Of course you will get forum trolls such as araditus telling you that these prices must be fake just because TR hasn't picked them up yet 

The good thing for AMD is that SB-E is nowhere to be seen yet so they can reap the benefits of their new architecture in top mainstream segment at least for a while. They had plenty of time to do the benchmarking and settle on pricing since SB came out so I'm confident that they have priced Bulldozer in accordance with its comparative performance to the competition. I only wish AMD didn't go for "-core" nomenclature (making 4-module CPU "octo-core") as this may come back to haunt them really soon: "yeah, it's octo-core but not entirely so due to sharing of many per-module resources, hence the not-really-eight-times-the-performance" and "yeah, it's octo-core that performs on par with competitor's quad-core"  If they played it safe and called it "a four-module eight-thread CPU" from the get-go consumers would compare it to Intel's HT 4c/8t directly and find out that AMD's design of "HT" is obviously superior (displaying better performance per additional "thread" than Intel).


----------



## Strider (May 24, 2011)

Tiltentei said:


> Ivy will crush it...
> Got the 1090T myself, but i hate to admit it, that Intel wins in every single bench test. If Amd's flagship cpu do better then the 2600k it wil most likely be smashed when the Ivy Bridge is released.



This is exactly why I hate synthetic benchmarks. The performance boost you get from a more expensive Intel chip does not justify the cost difference in my humble opinion. Especailly when we are talking about the end-user. Not to mention, I do not play or work with benchmarks, I play games and I work with software.

I am not going to pay sometimes hundreds more to get a movie done 2-3 minutes faster or 10 for FPS in a video game. I have done countless real world side by side comparisons between Intel and AMD processors for the better part of the past 10 years, my job allows me this luxury. The reason Intel lost me as a customer is the fact benchmarks are almost always over-hyped or inflated and they do not hold up in day to day real world usage on end-user machines. They may be a good "generalized" standard, but I am not generalized, I have specific needs and wants from my system, AMD meets all them and far more. 

Like I said though, that's just my own personal opinion, one that I have formed over many years of being a system builder. 

So in a nut shell, the AMD processors are less expensive, yet still perform well above their price.

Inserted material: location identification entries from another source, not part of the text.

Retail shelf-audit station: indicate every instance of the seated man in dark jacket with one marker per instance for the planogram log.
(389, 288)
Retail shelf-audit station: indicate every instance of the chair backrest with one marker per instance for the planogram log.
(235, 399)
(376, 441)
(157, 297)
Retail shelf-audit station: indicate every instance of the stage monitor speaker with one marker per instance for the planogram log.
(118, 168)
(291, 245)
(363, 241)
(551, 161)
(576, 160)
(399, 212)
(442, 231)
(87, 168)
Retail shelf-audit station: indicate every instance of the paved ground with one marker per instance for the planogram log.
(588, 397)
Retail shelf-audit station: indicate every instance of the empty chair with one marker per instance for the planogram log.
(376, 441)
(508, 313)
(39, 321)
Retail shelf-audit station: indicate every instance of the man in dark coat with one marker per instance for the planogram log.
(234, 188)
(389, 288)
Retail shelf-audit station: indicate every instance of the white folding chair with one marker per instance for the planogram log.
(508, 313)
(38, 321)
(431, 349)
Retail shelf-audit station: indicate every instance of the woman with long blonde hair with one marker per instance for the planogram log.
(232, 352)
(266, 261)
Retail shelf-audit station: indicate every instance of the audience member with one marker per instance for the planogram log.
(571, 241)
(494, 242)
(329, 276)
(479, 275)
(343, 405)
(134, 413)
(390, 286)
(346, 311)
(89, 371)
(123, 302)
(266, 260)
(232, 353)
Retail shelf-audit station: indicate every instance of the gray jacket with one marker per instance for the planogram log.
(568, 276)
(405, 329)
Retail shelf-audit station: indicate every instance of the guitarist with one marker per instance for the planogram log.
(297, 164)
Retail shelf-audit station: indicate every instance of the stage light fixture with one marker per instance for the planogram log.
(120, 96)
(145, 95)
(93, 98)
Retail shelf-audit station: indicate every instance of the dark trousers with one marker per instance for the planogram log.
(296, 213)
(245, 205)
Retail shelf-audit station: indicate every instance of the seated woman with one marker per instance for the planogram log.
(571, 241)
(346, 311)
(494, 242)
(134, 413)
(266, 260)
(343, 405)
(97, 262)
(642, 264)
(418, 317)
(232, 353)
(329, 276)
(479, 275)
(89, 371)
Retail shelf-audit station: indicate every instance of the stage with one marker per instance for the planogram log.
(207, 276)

Intel is more expensive, and just does not meet my expected performance increase based on what I just paid for it over the AMD counterpart.


----------



## Melvis (May 24, 2011)

xenocide said:


> There were a number of problems wrong with the P4-era Intel, but they still had name recognition.  That being said, AMD managed to capitalize and go from an almost unkown brand to a valid alternative.  As for your next point, the main reason the Sandy-Bridge line so so impressive is because it was at LEAST on par for the last generation i7's, and for the most part was substantially cheaper.  The i7-2600k at $320 beat the $1000 980x across the board, and the i5-2500k was able to best that same CPU for almost $100 less once you did some easy overclocking.



You have basically just backed up what i just said 
When it comes to where you say the i7-2600K beats the 980X across the board this is very wrong (unless overclocked), as from the link i gave you the 2600K won 2 out of 9, and for the 2500K against lets go lower the old i7-975 it also only won 2 out of 9. So im not sure where your scores are coming from?  But i will agree the performance is great for the price, that is a win. Just remember there is very few that OC.



xenocide said:


> The real star of the SB lineup was in fact the i5-2500k, which offered similar performance in most applications to the i7-2600k, and managed to beat just about everything AMD had to offer for slightly more money.  To say Sandy-Bridge didn't do great is living in denial.  I expect even if Bulldozer can beat Sandy-Bridge (I expect it to be about on par for the SB lineup), it probably will stand little chance against the Ivy Bridge lineup :x



Once again i have no idea where you get these so called high numbers from, just refer to what i just said and look at the link^. Lets see how the 2500K went against the top AMD X6, out of the 13 benchmarks (excluding gaming) 2500K won 6, where the AMD got 7, so thats pretty good for an AMD chip to hold up against this omg new SB core dont you think?
Once again your just like the other guy saying that AMD Bulldozer version II wont stand up against Ivy when we both have no idea :shadedshu


----------



## Wile E (May 24, 2011)

xenocide said:


> There were a number of problems wrong with the P4-era Intel, but they still had name recognition.  That being said, AMD managed to capitalize and go from an almost unkown brand to a valid alternative.  As for your next point, the main reason the Sandy-Bridge line so so impressive is because it was at LEAST on par for the last generation i7's, and for the most part was substantially cheaper.  *The i7-2600k at $320 beat the $1000 980x across the board*, and the i5-2500k was able to best that same CPU for almost $100 less once you did some easy overclocking.
> 
> The real star of the SB lineup was in fact the i5-2500k, which offered similar performance in most applications to the i7-2600k, and managed to beat just about everything AMD had to offer for slightly more money.  To say Sandy-Bridge didn't do great is living in denial.  I expect even if Bulldozer can beat Sandy-Bridge (I expect it to be about on par for the SB lineup), it probably will stand little chance against the Ivy Bridge lineup :x



Not when both are OCed, and not in threaded apps. But this isn't the thread for that, so I digress.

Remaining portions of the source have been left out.